There are a few tips that were learned with the Muninn SPARQL endpoint:

  1. Set a reasonable query runtime limit -  Likely you will want to let queries run for a few seconds to enable a client to do some useful work. Muninn will run queries for about 20 seconds before stopping. Virtuoso Triple Store will try to estimate the runtime and preemptively refuse to run the query if the runtime is over the limit. Consider using the triple store vocabulary to make this limit machine readable by the client so that the query can be modified by the client if needed.
  2. Set a maximum number of triples to be retrieved per query - A SPARQL endpoint isn't meant to be a data dump facility and too much buffer space could be taken up in memory before the result set is streamed to the network. Documenting the maximum result set with the triple store vocabulary is a good way of informing the client of the maximum number of triples that can be retrieved and it should also avoid unfortunate {?s ?o ?p} queries by beginners. Clients that really need a large result set will send a series of LIMIT / OFFSET queries and you can expect many clients to use this technique.
  3. Monitor bandwidth and connections - Using firewall rules, web server modules or SPARQL server configuration options, implement a connection and bandwidth limits. This prevents one runaway client from overwhelming your server with multiple concurrent requests. A favorite among poorly written clients is to do a series of LIMIT / OFFSET queries while assuming that the maximum number of returned triples is 50. The resulting series of queries is able to send your server into cardiac arrhythmia as the same result set is recomputed and thrown away over and over again. Limiting the number of concurrent connections to 3 or 4 will encourage clients to change their evil ways. Returning an http header with 429 - Too Many Requests or 509 - Bandwidth Limit Exceeded will signal that they are the problem and not you. You may want to set a Retry-After header that will promote exponential backoff by the client - the objective isn't to punish clients but to promote the sharing of resources by communicating server load.

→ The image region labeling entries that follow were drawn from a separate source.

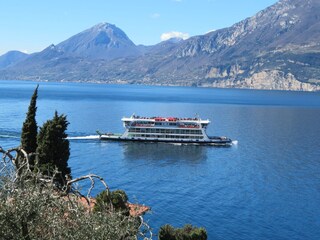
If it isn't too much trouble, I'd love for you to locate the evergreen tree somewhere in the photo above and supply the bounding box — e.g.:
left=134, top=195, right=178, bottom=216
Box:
left=37, top=111, right=71, bottom=186
left=21, top=85, right=39, bottom=166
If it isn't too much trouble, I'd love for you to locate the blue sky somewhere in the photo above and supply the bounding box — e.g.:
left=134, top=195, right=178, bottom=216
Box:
left=0, top=0, right=277, bottom=55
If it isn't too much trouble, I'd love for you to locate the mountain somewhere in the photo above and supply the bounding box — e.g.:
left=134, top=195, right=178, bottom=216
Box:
left=0, top=0, right=320, bottom=91
left=0, top=51, right=28, bottom=69
left=57, top=23, right=140, bottom=60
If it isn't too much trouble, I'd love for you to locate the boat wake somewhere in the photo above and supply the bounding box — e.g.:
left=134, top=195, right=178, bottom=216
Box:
left=67, top=135, right=99, bottom=140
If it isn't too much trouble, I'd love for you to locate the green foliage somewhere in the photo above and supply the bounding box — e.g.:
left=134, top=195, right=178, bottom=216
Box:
left=0, top=177, right=139, bottom=240
left=158, top=224, right=207, bottom=240
left=21, top=85, right=39, bottom=166
left=158, top=224, right=176, bottom=240
left=37, top=112, right=71, bottom=186
left=94, top=190, right=129, bottom=216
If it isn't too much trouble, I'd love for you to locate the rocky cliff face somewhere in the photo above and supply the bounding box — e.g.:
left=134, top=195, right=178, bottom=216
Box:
left=0, top=0, right=320, bottom=91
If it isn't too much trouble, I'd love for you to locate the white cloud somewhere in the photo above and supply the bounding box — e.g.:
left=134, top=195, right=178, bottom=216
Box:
left=151, top=13, right=160, bottom=19
left=160, top=31, right=189, bottom=41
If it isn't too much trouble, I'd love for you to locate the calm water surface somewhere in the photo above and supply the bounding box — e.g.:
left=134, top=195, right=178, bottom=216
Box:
left=0, top=81, right=320, bottom=239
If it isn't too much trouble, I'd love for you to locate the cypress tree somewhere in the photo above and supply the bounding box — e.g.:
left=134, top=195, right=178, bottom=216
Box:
left=37, top=111, right=71, bottom=186
left=21, top=85, right=39, bottom=166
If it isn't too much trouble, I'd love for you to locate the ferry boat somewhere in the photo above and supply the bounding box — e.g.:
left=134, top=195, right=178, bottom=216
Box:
left=97, top=114, right=232, bottom=146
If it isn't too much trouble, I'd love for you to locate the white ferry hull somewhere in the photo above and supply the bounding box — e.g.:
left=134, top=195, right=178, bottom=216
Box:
left=100, top=134, right=232, bottom=146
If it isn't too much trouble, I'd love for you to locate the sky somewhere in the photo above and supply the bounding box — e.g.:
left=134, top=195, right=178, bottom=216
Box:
left=0, top=0, right=277, bottom=55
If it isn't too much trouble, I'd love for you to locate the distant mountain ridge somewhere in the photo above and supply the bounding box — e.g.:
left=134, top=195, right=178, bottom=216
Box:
left=0, top=0, right=320, bottom=91
left=0, top=51, right=28, bottom=69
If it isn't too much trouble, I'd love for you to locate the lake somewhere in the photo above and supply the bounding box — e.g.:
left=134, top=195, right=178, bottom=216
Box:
left=0, top=81, right=320, bottom=240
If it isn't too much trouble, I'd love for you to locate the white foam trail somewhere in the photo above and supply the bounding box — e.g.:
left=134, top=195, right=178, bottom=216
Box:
left=0, top=135, right=20, bottom=138
left=67, top=135, right=99, bottom=140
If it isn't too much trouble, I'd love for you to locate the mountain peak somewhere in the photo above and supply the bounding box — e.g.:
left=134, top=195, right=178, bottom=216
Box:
left=57, top=22, right=140, bottom=60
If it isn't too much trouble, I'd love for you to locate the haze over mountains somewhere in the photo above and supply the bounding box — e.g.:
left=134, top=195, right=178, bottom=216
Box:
left=0, top=0, right=320, bottom=90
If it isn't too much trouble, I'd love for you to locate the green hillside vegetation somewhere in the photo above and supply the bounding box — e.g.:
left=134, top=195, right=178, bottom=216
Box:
left=0, top=86, right=207, bottom=240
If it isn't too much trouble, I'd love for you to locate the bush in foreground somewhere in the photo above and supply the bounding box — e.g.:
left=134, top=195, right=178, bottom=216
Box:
left=158, top=224, right=207, bottom=240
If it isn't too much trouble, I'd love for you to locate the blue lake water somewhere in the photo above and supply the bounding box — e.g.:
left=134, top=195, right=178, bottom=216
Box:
left=0, top=81, right=320, bottom=240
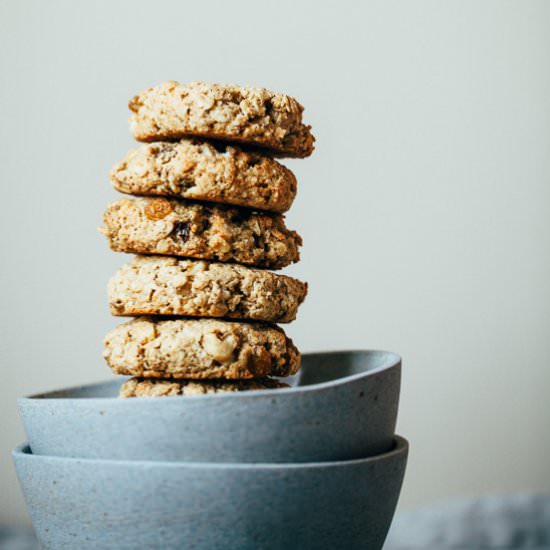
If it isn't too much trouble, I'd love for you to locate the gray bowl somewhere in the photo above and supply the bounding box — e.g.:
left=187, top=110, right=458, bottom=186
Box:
left=13, top=437, right=408, bottom=550
left=18, top=351, right=401, bottom=462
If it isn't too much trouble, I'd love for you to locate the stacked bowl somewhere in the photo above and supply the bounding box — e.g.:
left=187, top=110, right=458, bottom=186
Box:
left=13, top=351, right=408, bottom=550
left=13, top=83, right=408, bottom=550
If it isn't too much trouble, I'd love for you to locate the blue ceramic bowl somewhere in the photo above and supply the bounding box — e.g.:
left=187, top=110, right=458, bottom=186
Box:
left=18, top=351, right=401, bottom=462
left=13, top=437, right=408, bottom=550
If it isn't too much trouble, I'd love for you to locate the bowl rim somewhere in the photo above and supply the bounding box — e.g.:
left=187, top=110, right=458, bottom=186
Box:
left=17, top=348, right=402, bottom=406
left=12, top=434, right=409, bottom=471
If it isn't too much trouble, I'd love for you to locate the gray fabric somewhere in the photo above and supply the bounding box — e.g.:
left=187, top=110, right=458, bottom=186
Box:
left=384, top=494, right=550, bottom=550
left=0, top=526, right=40, bottom=550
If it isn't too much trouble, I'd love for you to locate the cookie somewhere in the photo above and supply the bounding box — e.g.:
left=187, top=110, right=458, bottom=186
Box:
left=128, top=81, right=314, bottom=158
left=110, top=139, right=296, bottom=212
left=119, top=378, right=290, bottom=397
left=100, top=197, right=302, bottom=269
left=108, top=256, right=307, bottom=323
left=103, top=317, right=300, bottom=379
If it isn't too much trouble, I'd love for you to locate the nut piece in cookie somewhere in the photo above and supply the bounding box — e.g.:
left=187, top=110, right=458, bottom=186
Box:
left=119, top=378, right=290, bottom=397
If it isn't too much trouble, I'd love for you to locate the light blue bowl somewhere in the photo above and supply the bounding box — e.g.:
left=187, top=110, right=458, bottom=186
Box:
left=18, top=351, right=401, bottom=462
left=13, top=437, right=408, bottom=550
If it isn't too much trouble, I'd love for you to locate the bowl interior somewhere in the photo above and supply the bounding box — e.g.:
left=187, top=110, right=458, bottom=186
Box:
left=23, top=350, right=401, bottom=399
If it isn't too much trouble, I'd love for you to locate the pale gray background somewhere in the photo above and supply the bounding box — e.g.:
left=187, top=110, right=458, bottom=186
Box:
left=0, top=0, right=550, bottom=522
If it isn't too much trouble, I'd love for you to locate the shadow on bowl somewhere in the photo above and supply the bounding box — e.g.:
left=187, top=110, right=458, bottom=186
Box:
left=18, top=351, right=401, bottom=463
left=13, top=436, right=408, bottom=550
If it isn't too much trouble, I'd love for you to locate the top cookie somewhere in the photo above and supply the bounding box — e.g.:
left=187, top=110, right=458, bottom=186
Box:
left=129, top=81, right=315, bottom=158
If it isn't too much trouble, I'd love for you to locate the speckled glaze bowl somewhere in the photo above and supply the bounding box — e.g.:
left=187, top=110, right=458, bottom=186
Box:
left=13, top=437, right=408, bottom=550
left=18, top=351, right=401, bottom=462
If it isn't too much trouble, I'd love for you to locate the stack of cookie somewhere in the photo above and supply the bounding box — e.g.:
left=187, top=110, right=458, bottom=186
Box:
left=101, top=82, right=314, bottom=397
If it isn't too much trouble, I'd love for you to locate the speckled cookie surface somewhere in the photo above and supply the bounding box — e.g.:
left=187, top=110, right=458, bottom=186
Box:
left=119, top=378, right=289, bottom=397
left=103, top=317, right=300, bottom=379
left=108, top=256, right=307, bottom=323
left=101, top=197, right=302, bottom=269
left=129, top=81, right=314, bottom=158
left=110, top=139, right=296, bottom=212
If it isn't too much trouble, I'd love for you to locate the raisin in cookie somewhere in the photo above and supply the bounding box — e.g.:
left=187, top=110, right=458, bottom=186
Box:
left=129, top=81, right=314, bottom=158
left=110, top=139, right=296, bottom=212
left=119, top=378, right=290, bottom=397
left=108, top=256, right=307, bottom=323
left=100, top=197, right=302, bottom=269
left=103, top=317, right=300, bottom=380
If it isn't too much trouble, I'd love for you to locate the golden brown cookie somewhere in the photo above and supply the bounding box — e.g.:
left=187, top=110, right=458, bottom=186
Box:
left=129, top=81, right=314, bottom=158
left=108, top=256, right=307, bottom=323
left=110, top=139, right=296, bottom=212
left=100, top=197, right=302, bottom=269
left=103, top=317, right=300, bottom=379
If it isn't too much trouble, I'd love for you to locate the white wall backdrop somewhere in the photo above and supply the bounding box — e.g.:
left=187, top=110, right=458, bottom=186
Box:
left=0, top=0, right=550, bottom=523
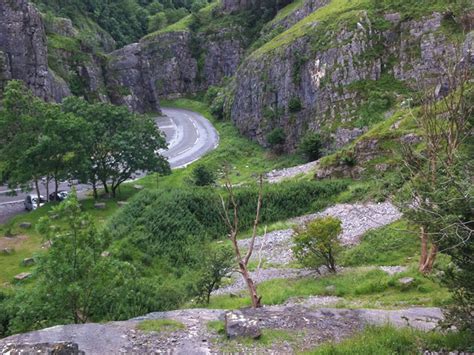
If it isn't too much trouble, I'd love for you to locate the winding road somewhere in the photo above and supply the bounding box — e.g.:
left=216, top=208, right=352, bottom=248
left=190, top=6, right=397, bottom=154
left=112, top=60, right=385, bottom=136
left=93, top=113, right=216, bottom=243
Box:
left=0, top=108, right=219, bottom=224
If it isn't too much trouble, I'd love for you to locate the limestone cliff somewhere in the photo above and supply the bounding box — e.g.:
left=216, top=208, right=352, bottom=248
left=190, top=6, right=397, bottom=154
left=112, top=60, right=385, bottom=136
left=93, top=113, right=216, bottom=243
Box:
left=107, top=31, right=243, bottom=112
left=228, top=11, right=472, bottom=150
left=0, top=0, right=70, bottom=100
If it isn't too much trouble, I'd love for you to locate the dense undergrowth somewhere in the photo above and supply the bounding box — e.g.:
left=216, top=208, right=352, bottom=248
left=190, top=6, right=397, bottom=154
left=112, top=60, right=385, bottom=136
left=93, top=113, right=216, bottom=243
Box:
left=108, top=181, right=348, bottom=268
left=305, top=326, right=474, bottom=355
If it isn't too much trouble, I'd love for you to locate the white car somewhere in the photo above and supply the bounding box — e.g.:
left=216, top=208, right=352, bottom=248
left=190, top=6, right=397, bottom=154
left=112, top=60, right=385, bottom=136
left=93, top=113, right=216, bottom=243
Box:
left=23, top=195, right=46, bottom=211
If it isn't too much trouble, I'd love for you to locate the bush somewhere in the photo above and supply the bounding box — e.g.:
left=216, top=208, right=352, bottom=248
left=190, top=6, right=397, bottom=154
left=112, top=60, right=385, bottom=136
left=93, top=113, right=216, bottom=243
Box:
left=267, top=127, right=286, bottom=153
left=107, top=181, right=348, bottom=267
left=192, top=165, right=216, bottom=186
left=204, top=85, right=220, bottom=106
left=197, top=245, right=235, bottom=304
left=209, top=94, right=225, bottom=120
left=298, top=132, right=322, bottom=161
left=293, top=217, right=342, bottom=272
left=288, top=97, right=303, bottom=113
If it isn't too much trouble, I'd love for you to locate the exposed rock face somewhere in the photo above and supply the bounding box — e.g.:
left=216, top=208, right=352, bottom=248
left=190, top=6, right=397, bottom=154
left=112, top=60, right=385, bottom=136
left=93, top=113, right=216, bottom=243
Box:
left=0, top=0, right=69, bottom=100
left=0, top=308, right=443, bottom=355
left=227, top=13, right=472, bottom=150
left=107, top=31, right=243, bottom=112
left=225, top=311, right=262, bottom=339
left=1, top=343, right=85, bottom=355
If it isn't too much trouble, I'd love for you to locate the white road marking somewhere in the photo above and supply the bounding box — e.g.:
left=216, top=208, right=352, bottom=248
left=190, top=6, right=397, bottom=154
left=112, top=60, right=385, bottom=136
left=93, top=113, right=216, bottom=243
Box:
left=0, top=200, right=24, bottom=206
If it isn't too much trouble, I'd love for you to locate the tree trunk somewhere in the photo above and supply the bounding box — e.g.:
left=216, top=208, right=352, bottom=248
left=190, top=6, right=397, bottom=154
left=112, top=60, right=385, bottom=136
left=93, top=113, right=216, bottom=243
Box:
left=92, top=181, right=99, bottom=200
left=420, top=243, right=438, bottom=275
left=35, top=179, right=41, bottom=208
left=418, top=227, right=438, bottom=275
left=102, top=180, right=109, bottom=195
left=45, top=176, right=51, bottom=201
left=418, top=226, right=428, bottom=272
left=239, top=262, right=262, bottom=308
left=54, top=175, right=59, bottom=197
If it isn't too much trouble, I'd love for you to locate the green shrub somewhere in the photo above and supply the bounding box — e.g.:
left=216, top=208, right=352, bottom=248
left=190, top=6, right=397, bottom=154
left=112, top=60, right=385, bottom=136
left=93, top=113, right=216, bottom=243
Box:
left=107, top=181, right=348, bottom=267
left=267, top=127, right=286, bottom=153
left=204, top=85, right=220, bottom=106
left=209, top=94, right=225, bottom=120
left=341, top=221, right=419, bottom=266
left=293, top=216, right=342, bottom=272
left=288, top=96, right=303, bottom=113
left=192, top=165, right=216, bottom=186
left=298, top=132, right=322, bottom=161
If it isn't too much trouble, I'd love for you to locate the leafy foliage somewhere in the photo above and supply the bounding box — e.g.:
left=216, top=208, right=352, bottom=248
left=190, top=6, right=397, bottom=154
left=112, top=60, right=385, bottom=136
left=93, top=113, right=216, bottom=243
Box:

  4. Set a limit on the system load -  Since your data is very valuable and everyone wants it, you can expect your endpoint to be very busy. After a certain machine load limit is reached, have the the SPARQL endpoint return HTTP 503 Service Unavailable. It will signal that it's you and not them. You can encourage a retry at a later date with a Retry-After header. This will signal the client to backoff from additional queries for a few moments, long enough for the server to catch up with its workload. Of course, some clients will be disappointed but your machine will still be usable and the clients that get through will still get service. An interesting proposal by Bryce Nesbitt in 2011 had suggested allowing Retry-After with successful HTTP 20x responses that would allow servers to suggest that bots should wait for the next "quiet period". That may gain some traction with linked open data as we can try to move automated SPARQL queries to times of the day where the server is under utilized.
  5. Consider a reverse proxy - Large internet sites sometimes do this to cache dynamic content. As mentioned in the previous section, there is plenty of information within the linked open data to auto configure the proxy with the appropriate Expires and Last-Modified parameters. In high volume situation, a small cache that lasts for a few minutes can ensure that often requested queries are cached transparently for most SPARQL clients.